For a number of years I worked as the manager of an IT department, and it was my job to educate the employees in my organization about these 419 schemes, most, but not all, of which originate in Nigeria. (The number “419” refers to a Nigerian penal statute.) I have seen many variations of the initial fraud message, and I have had highly educated people take the first steps toward disaster, only to bring copies of their correspondence to me for reassurance before taking the final bait. They are always dumbfounded to learn that nothing can be done about these fraud attempts. So I am speaking from some personal experience when I say that Will Ferguson has perfectly captured not only the modus operandi of the schemers, but the psychology of the prospective victims. It’s unthinkable that intelligent people would fall for such frauds, even after having been warned, but they do.
Laura is a copy editor and highly attuned to patterns in English usage and common mistakes. She will use her skills to track down the man who caused her father to take his own life. She will go to Nigeria. We know this from the beginning of the novel because Ferguson’s narrative is broken into dozens of short chapters shifting back and forward in time and from place to place, and we have seen Laura arrive in Lagos before we know why.
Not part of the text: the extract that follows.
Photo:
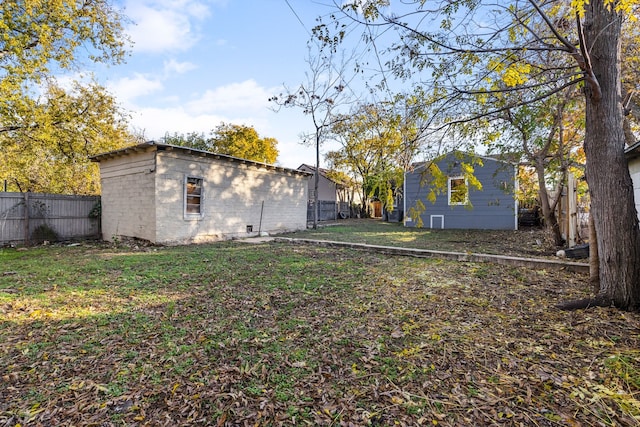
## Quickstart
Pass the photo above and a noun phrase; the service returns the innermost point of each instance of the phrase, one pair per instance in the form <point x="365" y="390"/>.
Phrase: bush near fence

But Laura’s quest for retribution is actually not the predominate theme of the novel. 419 gives us a panoramic portrait of Nigeria through the eyes of three Nigerians, one of whom is the defrauder himself.
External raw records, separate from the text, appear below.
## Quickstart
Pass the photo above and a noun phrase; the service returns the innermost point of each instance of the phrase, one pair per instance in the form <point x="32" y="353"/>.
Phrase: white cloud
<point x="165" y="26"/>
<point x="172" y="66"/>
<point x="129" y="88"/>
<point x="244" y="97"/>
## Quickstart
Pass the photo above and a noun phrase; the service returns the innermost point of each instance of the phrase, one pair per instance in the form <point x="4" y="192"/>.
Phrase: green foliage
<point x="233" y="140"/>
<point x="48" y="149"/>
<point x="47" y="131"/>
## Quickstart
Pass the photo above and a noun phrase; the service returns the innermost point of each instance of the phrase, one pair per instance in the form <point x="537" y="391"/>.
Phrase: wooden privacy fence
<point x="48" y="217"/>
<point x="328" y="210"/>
One of the others is a young woman named Amina from the arid northern savannas where Islamic law is in force. Expelled from her village for an unwed pregnancy, she undertakes a perilous journey across a parched land, begging, stealing, and scavenging among garbage for food.
The third Nigerian, and in some respects the central character of the novel, is Nnamdi, a boy from a fishing village in the mangrove swamps of the Niger River delta. Through him, and over the course of several years, we see the impact of oil exploration and drilling on Nigeria. Forests are bulldozed, crops destroyed, rivers poisoned, and the air and water turned foul by what one villager calls “the devil’s excrement.” Oil companies from Europe and America operating free of environmental controls and government oversight turn the delta into a sewer and take unconscionable risks. Corruption spreads, the farmers and fishermen become beggars or criminals, while the rich hide in fortified compounds and drive armored limousines.
The author gives us a vivid and sometimes horrifying picture of Nigeria: its ethnic diversity, economic disparity, and chaotic violence. Homeless children scavenge in raw sewage in the shadow of gleaming office towers. Young men sabotage oil pipelines in the hope of being hired by the oil company to clean up the mess they made. There are riots for fuel in a country rich with oil, and the army and the police fight one another. Interwoven with the Nigerian scenes, the story of Laura’s quest for vengeance maintains and edge-of-your-seat tension.
The weakest aspect of 419 is that some elements of Laura’s story beg for further development. Her plans seem to depend all too often on the unlikeliest of several possible outcomes, as though the ending is pulling the story to it. But the broader scope of the novel, its depiction of today’s Nigeria, and the insightful portrayal of the psychology surrounding the 419 fraud schemes makes this a book I highly recommend.